A CFL’s lifespan is much shorter if the bulb is constantly being turned on and off, and for this reason, ENERGY STAR suggests using CFLs only in fixtures that will be used for over 15 minutes per day. This limitation does little to cut into the savings available with CFLs, however, because the lights that consume the most electricity are those that are used most.

CFLs do contain small amounts of mercury, a heavy metal that in high amounts affects the human nervous system. Even so, a closer look reveals that the risks of CFLs with small amounts of mercury can be reduced, making the bulbs better than the alternatives:

  • The mercury released while generating the power for less efficient incandescent bulbs is actually greater than the amount of mercury in a CFL and the mercury emissions needed to power it combined. Fifty percent of the electricity in the United States is generated by coal power plants, and burning coal releases mercury.
  • CFLs do not release mercury into the environment unless the bulb breaks, and the bulbs can be disposed of safely. Recycling is currently available in many areas, and the Environmental Protection Agency is working with manufacturers and retailers to expand recycling and other disposal options.
  • Scientists are developing new ways to clean up mercury if a bulb breaks.
  • Producers are constantly reducing the amount of mercury in CFLs.

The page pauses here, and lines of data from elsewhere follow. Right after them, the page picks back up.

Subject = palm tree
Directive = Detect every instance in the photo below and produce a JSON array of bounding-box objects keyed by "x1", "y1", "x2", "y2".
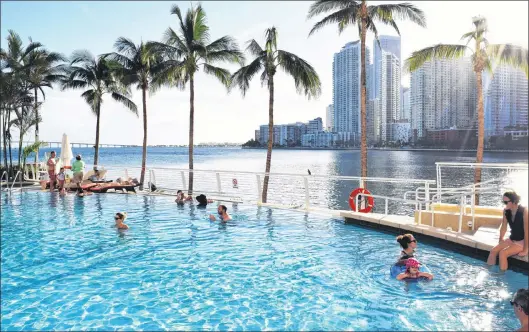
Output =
[
  {"x1": 405, "y1": 16, "x2": 528, "y2": 200},
  {"x1": 231, "y1": 27, "x2": 321, "y2": 203},
  {"x1": 23, "y1": 46, "x2": 66, "y2": 162},
  {"x1": 62, "y1": 50, "x2": 138, "y2": 166},
  {"x1": 147, "y1": 3, "x2": 244, "y2": 195},
  {"x1": 103, "y1": 37, "x2": 160, "y2": 190},
  {"x1": 307, "y1": 0, "x2": 426, "y2": 182}
]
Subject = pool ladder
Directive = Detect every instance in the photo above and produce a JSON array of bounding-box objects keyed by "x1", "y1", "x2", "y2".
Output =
[{"x1": 0, "y1": 171, "x2": 21, "y2": 193}]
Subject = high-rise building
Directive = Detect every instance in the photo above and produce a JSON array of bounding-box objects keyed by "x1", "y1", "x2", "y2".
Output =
[
  {"x1": 308, "y1": 117, "x2": 323, "y2": 134},
  {"x1": 333, "y1": 41, "x2": 371, "y2": 137},
  {"x1": 410, "y1": 58, "x2": 477, "y2": 141},
  {"x1": 254, "y1": 130, "x2": 260, "y2": 143},
  {"x1": 401, "y1": 87, "x2": 410, "y2": 121},
  {"x1": 367, "y1": 99, "x2": 380, "y2": 144},
  {"x1": 485, "y1": 65, "x2": 528, "y2": 138},
  {"x1": 379, "y1": 51, "x2": 401, "y2": 142},
  {"x1": 373, "y1": 35, "x2": 401, "y2": 100},
  {"x1": 259, "y1": 125, "x2": 269, "y2": 144},
  {"x1": 325, "y1": 105, "x2": 334, "y2": 132}
]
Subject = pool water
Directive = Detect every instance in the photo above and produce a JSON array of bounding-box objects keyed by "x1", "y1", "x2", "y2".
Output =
[{"x1": 1, "y1": 192, "x2": 527, "y2": 331}]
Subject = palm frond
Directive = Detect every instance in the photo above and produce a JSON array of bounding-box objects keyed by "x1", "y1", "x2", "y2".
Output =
[
  {"x1": 404, "y1": 44, "x2": 469, "y2": 73},
  {"x1": 191, "y1": 4, "x2": 210, "y2": 44},
  {"x1": 203, "y1": 63, "x2": 231, "y2": 87},
  {"x1": 368, "y1": 3, "x2": 426, "y2": 29},
  {"x1": 264, "y1": 27, "x2": 278, "y2": 53},
  {"x1": 277, "y1": 50, "x2": 321, "y2": 99},
  {"x1": 111, "y1": 92, "x2": 138, "y2": 116},
  {"x1": 70, "y1": 49, "x2": 95, "y2": 66},
  {"x1": 114, "y1": 37, "x2": 138, "y2": 58},
  {"x1": 246, "y1": 39, "x2": 264, "y2": 58},
  {"x1": 307, "y1": 0, "x2": 358, "y2": 18},
  {"x1": 81, "y1": 89, "x2": 98, "y2": 114},
  {"x1": 230, "y1": 57, "x2": 263, "y2": 96},
  {"x1": 61, "y1": 79, "x2": 89, "y2": 91},
  {"x1": 486, "y1": 44, "x2": 528, "y2": 77},
  {"x1": 308, "y1": 6, "x2": 359, "y2": 36},
  {"x1": 162, "y1": 27, "x2": 188, "y2": 54}
]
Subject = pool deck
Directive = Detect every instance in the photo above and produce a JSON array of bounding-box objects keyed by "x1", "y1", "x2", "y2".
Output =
[{"x1": 337, "y1": 210, "x2": 529, "y2": 272}]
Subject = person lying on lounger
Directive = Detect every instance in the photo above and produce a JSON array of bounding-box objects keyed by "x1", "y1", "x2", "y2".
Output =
[{"x1": 88, "y1": 168, "x2": 111, "y2": 183}]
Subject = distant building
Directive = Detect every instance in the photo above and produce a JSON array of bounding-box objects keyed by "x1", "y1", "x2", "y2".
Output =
[
  {"x1": 401, "y1": 87, "x2": 410, "y2": 121},
  {"x1": 367, "y1": 99, "x2": 380, "y2": 144},
  {"x1": 333, "y1": 41, "x2": 371, "y2": 136},
  {"x1": 259, "y1": 125, "x2": 269, "y2": 144},
  {"x1": 308, "y1": 117, "x2": 323, "y2": 134},
  {"x1": 254, "y1": 130, "x2": 260, "y2": 143},
  {"x1": 301, "y1": 132, "x2": 334, "y2": 147},
  {"x1": 325, "y1": 105, "x2": 334, "y2": 132},
  {"x1": 410, "y1": 57, "x2": 477, "y2": 141},
  {"x1": 379, "y1": 51, "x2": 401, "y2": 142},
  {"x1": 391, "y1": 120, "x2": 411, "y2": 143},
  {"x1": 373, "y1": 35, "x2": 401, "y2": 101},
  {"x1": 426, "y1": 128, "x2": 477, "y2": 145},
  {"x1": 504, "y1": 127, "x2": 528, "y2": 140},
  {"x1": 484, "y1": 65, "x2": 528, "y2": 138}
]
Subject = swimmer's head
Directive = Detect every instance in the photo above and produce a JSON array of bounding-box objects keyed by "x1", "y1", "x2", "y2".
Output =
[
  {"x1": 115, "y1": 212, "x2": 127, "y2": 223},
  {"x1": 218, "y1": 204, "x2": 227, "y2": 215},
  {"x1": 405, "y1": 258, "x2": 420, "y2": 273},
  {"x1": 76, "y1": 154, "x2": 81, "y2": 161},
  {"x1": 397, "y1": 234, "x2": 416, "y2": 249},
  {"x1": 511, "y1": 289, "x2": 529, "y2": 317}
]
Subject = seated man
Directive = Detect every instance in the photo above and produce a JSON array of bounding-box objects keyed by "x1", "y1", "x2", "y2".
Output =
[{"x1": 209, "y1": 204, "x2": 232, "y2": 222}]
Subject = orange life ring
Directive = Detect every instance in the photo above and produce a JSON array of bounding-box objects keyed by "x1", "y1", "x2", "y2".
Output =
[{"x1": 349, "y1": 188, "x2": 374, "y2": 213}]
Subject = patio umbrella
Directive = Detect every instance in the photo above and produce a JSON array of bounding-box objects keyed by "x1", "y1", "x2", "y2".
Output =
[{"x1": 60, "y1": 133, "x2": 73, "y2": 168}]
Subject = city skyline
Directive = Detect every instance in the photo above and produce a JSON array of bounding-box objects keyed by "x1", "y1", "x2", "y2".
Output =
[{"x1": 1, "y1": 1, "x2": 528, "y2": 145}]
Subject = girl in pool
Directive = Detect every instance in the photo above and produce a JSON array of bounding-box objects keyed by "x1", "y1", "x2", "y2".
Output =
[
  {"x1": 396, "y1": 258, "x2": 434, "y2": 281},
  {"x1": 114, "y1": 212, "x2": 129, "y2": 230},
  {"x1": 396, "y1": 233, "x2": 418, "y2": 266}
]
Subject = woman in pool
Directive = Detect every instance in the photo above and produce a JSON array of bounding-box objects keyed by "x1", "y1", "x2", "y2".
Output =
[
  {"x1": 487, "y1": 191, "x2": 528, "y2": 271},
  {"x1": 396, "y1": 258, "x2": 433, "y2": 281},
  {"x1": 114, "y1": 212, "x2": 129, "y2": 230},
  {"x1": 396, "y1": 233, "x2": 418, "y2": 266}
]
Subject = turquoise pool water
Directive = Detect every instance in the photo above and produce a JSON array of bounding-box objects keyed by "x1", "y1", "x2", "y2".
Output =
[{"x1": 1, "y1": 191, "x2": 527, "y2": 331}]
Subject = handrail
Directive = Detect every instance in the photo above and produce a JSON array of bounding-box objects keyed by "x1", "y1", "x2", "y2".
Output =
[
  {"x1": 0, "y1": 171, "x2": 6, "y2": 192},
  {"x1": 435, "y1": 162, "x2": 528, "y2": 169}
]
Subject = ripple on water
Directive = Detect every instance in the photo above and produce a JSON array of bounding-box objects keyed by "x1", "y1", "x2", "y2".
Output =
[{"x1": 1, "y1": 191, "x2": 527, "y2": 331}]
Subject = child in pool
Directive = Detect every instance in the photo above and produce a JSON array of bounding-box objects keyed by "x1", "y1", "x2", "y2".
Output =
[{"x1": 396, "y1": 258, "x2": 434, "y2": 281}]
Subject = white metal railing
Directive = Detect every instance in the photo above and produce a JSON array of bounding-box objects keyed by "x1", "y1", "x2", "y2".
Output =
[
  {"x1": 436, "y1": 162, "x2": 528, "y2": 201},
  {"x1": 1, "y1": 171, "x2": 21, "y2": 193}
]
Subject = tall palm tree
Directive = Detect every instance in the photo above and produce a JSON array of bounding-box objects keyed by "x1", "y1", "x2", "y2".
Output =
[
  {"x1": 62, "y1": 50, "x2": 138, "y2": 166},
  {"x1": 147, "y1": 3, "x2": 244, "y2": 195},
  {"x1": 103, "y1": 37, "x2": 160, "y2": 190},
  {"x1": 307, "y1": 0, "x2": 426, "y2": 182},
  {"x1": 23, "y1": 46, "x2": 66, "y2": 162},
  {"x1": 231, "y1": 27, "x2": 321, "y2": 203},
  {"x1": 405, "y1": 16, "x2": 528, "y2": 200}
]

Discussions on climate change often focus on technologies that can produce clean power (like wind and solar), but overlook conservation measures—like using CFLs—that can reduce the need for power altogether. Conservation is the most cost-efficient way to reduce GHG emissions. Programs that encourage energy efficiency cost 2 to 3 cents per kilowatt-hour saved over the course of their lifetimes, and they avert the need for electricity, which averages 8.7 cents per kilowatt-hour.

CFLs are a perfect example of how we can conserve energy and save money while saving the environment—that makes them a bright idea.